Augsburg Vor kurzem hat Ahmet Tutam seinen Schülern erzählt, dass Allah und Gott derselbe sind. Manche Kinder haben ihn da erstaunt angesehen. Deshalb holte Tutam aus. Er erklärte, dass Allah das arabische Wort für Gott sei. Und dass auch arabische Christen Gott Allah nennen. Tutam kann das sagen. Er gibt seit acht Jahren Islamischen Unterricht. Nicht in einer Moschee, sondern an der Laurentius-Grundschule in Bobingen im Landkreis Augsburg. Dafür hat sich der 45-jährige Deutsch-Türke im Fach Islamische Unterweisung ausbilden lassen und von der Universität Nürnberg-Erlangen das notwendige Zertifikat erhalten. Sein Unterricht geht aber weit über das Lesen von Suren hinaus.

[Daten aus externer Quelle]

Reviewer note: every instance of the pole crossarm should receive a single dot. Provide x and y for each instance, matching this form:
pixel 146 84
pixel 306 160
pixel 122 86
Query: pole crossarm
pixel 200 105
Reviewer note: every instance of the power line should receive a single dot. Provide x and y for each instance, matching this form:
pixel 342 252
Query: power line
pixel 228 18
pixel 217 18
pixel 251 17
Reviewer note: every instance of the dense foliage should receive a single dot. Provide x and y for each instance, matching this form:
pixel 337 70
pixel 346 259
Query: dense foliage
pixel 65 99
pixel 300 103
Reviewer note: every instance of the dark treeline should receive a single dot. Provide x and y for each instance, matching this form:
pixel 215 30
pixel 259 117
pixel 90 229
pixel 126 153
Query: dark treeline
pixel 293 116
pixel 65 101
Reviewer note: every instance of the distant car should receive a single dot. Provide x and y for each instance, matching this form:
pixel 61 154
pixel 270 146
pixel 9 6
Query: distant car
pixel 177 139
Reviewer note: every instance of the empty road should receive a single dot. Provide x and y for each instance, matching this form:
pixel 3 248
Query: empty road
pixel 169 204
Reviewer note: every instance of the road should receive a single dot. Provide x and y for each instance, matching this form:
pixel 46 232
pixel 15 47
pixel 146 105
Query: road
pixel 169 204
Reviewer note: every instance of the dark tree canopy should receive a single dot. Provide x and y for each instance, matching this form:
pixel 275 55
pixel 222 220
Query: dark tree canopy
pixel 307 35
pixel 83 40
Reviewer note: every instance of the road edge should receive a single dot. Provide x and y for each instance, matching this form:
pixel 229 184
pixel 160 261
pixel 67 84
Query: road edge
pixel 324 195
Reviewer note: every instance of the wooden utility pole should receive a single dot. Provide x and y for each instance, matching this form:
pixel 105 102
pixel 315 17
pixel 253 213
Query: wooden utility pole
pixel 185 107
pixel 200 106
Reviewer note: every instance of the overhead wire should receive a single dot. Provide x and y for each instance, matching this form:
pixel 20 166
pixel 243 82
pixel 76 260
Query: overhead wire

Er behandelt auch das Christen- und Judentum, zeigt Gemeinsamkeiten und Unterschiede auf. „Ich verstehe mich als Kulturdolmetscher“, sagt er, „als Brücke zwischen den Religionen.“

Die Laurentius-Grundschule gehörte 2009 zu den ersten Schulen Bayerns, die den runderneuerten Islamunterricht ins Angebot aufnahmen. Das Bayerische Bildungsministerium verfolgt mit dem neuen Fach das Ziel, den Schülern in staatlicher Verantwortung den islamischen Glauben näherzubringen. Die Unterrichtssprache ist Deutsch. Der Modellversuch sollte erst fünf Jahre laufen, wurde 2014 aber um weitere fünf Jahre verlängert. Jetzt endet er 2019. Doch was kommt danach? Darüber ist nun eine lebhafte Diskussion ausgebrochen.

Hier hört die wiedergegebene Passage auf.